Note: If you are not a U.S. citizen, consult the embassy or consulate of the countries you will visit to learn their document requirements. You can check the following website to find contact information for the consulate of the country you will be visiting: http://www.state.gov/s/cpr/rls/fco/index.htm
For non-U.S. citizens, the procedures that you will need to follow may be different than those for U.S. citizens. It is important to initiate this process as soon as possible in order to assemble documents and allow time for lengthy procedures.
The University of Washington is committed to providing access and reasonable accommodation in its services, programs, activities, and education for individuals with disabilities. To request disability accommodation for this program, contact Disability Resources for Students at least 8 weeks in advance of your departure date. Contact info at disability.uw.edu.
$350 of the total program fee and the $350 UW Study Abroad Fee are non-refundable and non-revocable once a contract has been submitted, even if you withdraw from the program. Students withdrawing from a program are responsible for paying a percentage of the program fee depending on the date of withdrawal.

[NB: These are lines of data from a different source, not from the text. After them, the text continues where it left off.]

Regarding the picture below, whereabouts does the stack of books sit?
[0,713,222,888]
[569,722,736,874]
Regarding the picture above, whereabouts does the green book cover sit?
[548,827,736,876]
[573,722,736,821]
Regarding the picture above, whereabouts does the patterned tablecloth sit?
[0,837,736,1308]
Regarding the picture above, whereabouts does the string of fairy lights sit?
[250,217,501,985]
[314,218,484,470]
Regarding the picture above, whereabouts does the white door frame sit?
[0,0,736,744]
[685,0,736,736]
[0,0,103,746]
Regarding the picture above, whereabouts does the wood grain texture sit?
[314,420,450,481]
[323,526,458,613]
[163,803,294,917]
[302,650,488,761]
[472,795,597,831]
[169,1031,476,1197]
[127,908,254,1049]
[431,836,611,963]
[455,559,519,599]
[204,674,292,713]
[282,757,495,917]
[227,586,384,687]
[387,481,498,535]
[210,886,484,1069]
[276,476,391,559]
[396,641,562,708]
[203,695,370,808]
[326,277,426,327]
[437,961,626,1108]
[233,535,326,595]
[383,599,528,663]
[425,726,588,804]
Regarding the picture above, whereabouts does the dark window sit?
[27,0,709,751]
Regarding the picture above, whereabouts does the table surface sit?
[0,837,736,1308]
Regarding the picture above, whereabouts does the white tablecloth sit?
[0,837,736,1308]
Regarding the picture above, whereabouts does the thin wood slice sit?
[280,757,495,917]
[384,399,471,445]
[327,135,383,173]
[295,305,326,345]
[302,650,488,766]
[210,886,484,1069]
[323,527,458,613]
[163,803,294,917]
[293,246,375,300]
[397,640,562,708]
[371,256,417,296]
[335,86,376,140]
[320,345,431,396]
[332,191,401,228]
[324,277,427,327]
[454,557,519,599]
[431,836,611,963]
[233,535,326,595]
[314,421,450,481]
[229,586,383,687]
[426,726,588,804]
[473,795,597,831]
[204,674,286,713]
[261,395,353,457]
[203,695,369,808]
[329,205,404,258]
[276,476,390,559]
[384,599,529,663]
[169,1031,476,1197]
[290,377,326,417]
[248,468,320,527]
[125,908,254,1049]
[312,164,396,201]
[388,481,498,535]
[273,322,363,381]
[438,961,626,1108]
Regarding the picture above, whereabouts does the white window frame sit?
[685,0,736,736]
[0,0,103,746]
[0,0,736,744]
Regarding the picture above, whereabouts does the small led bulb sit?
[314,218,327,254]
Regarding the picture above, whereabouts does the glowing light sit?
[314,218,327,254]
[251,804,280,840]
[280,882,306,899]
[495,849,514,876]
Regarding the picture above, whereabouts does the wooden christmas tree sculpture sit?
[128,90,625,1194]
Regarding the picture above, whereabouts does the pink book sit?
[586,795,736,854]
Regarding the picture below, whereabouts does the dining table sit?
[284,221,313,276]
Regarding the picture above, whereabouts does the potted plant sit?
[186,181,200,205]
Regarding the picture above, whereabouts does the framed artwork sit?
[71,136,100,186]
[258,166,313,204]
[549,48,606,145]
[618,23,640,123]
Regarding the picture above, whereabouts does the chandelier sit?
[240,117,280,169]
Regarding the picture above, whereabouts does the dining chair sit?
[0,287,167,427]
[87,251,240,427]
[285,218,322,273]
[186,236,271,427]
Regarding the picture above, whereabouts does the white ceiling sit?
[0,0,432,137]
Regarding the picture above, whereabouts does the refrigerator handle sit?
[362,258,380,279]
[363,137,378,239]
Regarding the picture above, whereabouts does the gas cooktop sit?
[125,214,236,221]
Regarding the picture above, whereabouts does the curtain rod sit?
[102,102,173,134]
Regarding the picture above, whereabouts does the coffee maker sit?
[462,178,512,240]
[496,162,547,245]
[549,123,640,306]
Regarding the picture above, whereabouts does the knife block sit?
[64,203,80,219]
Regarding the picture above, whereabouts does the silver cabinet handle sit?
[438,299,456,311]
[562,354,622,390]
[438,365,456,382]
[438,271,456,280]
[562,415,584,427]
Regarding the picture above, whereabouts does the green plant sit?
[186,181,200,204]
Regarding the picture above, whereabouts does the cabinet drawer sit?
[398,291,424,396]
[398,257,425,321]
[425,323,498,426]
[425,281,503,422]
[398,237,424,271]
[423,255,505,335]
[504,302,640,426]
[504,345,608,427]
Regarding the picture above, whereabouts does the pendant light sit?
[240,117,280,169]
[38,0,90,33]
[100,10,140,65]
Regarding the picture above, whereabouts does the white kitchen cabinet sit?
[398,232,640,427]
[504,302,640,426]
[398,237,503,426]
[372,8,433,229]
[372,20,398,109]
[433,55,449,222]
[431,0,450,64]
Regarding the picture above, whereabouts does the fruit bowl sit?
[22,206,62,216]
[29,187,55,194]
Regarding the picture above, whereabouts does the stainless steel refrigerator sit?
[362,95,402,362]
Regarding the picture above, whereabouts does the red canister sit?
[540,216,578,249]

More details about the withdrawal policy are included in your payment contract. No part of the program fee is refundable once the program has begun. The date of withdrawal is considered the date (business day) a withdrawal form is received by the UW Study Abroad Office. Notice of withdrawal from the program must be made in writing by completing the following steps:
1. Provide notice in writing to the Program Director that you will no longer be participating in the program for which you have signed a contract and accepted a slot.
2. Submit a signed withdrawal form to the UW Study Abroad Office, 459 Schmitz Hall.